Kind of like: (Killer tomatoes, Giant pumpkins ect)  
now i can use, animated object as a idea, And just role with it. But i thought id ask for your thoughts,
so if you don't mind, and have some free time, any thought would be great.
thanks a ton matt


----------



## monsmord

Cucumber hulk?


----------



## matthew john bond

thanks for the help


----------



## monsmord

matthew john bond said:


> thanks for the help




That was help!?  

Your adventure idea does sound neat for kids.  If I have any better/real ideas I'll pass them along.  And I hope you'll let us know what you did!


----------



## Edgar Ironpelt

In my 3.5e "Brotherhood of Rangers" game, I had an encounter with generic "vicious vegetables" grown by ogres.
Vicious Vegetables​Large Plant – Neutral
*Hit Dice:* 4d8+12 (30 hp) – CR 3
*Senses: *Blindsight 20 ft, scent, spot +1, listen --
*Languages: *none
*Initiative:* -1
*Speed:* none (no movement)
*Armor Class: *15, touch 9, flat-footed 15
(–1 size, +6 natural)
*Saves: *Fort +7, Ref +1, Will +2
*Special Defenses:* *Resist* fire 10; *Immune:* electricity, sonic, poison, sleep effects, paralysis, polymorph, and stunning; critical hits, being flanked, mind-affecting effects (charms, compulsions, phantasms, patterns, and morale effects)
*Weaknesses:* vulnerable to cold, unable to hear
*Base Attack/Grapple:* +3/+12
*Attack:* 4 Tentacles +7 melee (1d6+7) each
*Full Attack:* 4 Tentacles +7 melee (1d6+7) each
*Space/Reach: *10 ft./5 ft.
*Special Attacks:* Entangle (no save)
*Special Qualities:* blindsight, scent, plant traits
*Abilities:* Str 20, Dex 10, Con 16, Int –, Wis 13 Cha 9
*Skills:* none (spot +1 based on Wis)
*Feats:* none
*Environment:* wicked gardens & greenhouses
*Organization:* Solitary or patch (2-8)
*Treasure:* None
*Advancement:* 5–8 HD (Large); 9–12 HD (Huge)
*Level Adjustment:* –
*Notes:* Vicious vegetables look like a garden or container plot of ordinary vegetables (corn, squash, tomatoes etc.) but rustle with obvious (albeit mindless) animation. They cannot move from the plot where they are growing. They are repelled by the odor of ogres and similar creatures (e.g. hill giants), and will not attack or attempt to entangle them. Note that they can be easily fooled by ogre odor, even if the figure doesn’t look (or feel) anything like an ogre.
They cannot hear, and they can only sense light vs darkness, rather than being able to see. They attack by means of a “blindsight” that combines scent, the ability to sense air currents, and touch.
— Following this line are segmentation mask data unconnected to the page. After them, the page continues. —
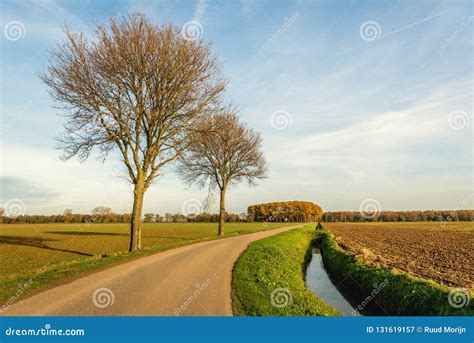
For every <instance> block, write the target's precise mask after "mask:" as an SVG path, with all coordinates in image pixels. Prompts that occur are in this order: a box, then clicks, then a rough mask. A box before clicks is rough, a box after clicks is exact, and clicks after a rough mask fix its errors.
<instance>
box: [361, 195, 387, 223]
mask: <svg viewBox="0 0 474 343" xmlns="http://www.w3.org/2000/svg"><path fill="white" fill-rule="evenodd" d="M359 212H360V215H361V216H362V217H363V218H364V219H367V220H372V219H374V218H377V216H378V215H379V214H380V212H382V208H381V206H380V203H379V202H378V201H377V200H375V199H365V200H364V201H362V202H361V203H360V206H359Z"/></svg>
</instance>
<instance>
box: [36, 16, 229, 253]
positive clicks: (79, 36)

In combat, vicious vegetables can make four attacks per turn with their vines & leaves. (These are effectively “tentacle” attacks for game purposes.) The attacks count as both bludgeoning & slashing damage. They are limited to making one attack against a medium or smaller figure each turn - they get their multiple attacks only if fighting multiple foes.

 They also get an entangle attack: They attempt (and automatically fail) to entangle opponents within 5 feet, but this still slows the opponents down to half move. They entangle fully vs figures that enter their squares with no roll to save.


----------



## John R Davis

Owlpears.
Marrow Wights.
Peaholders.


----------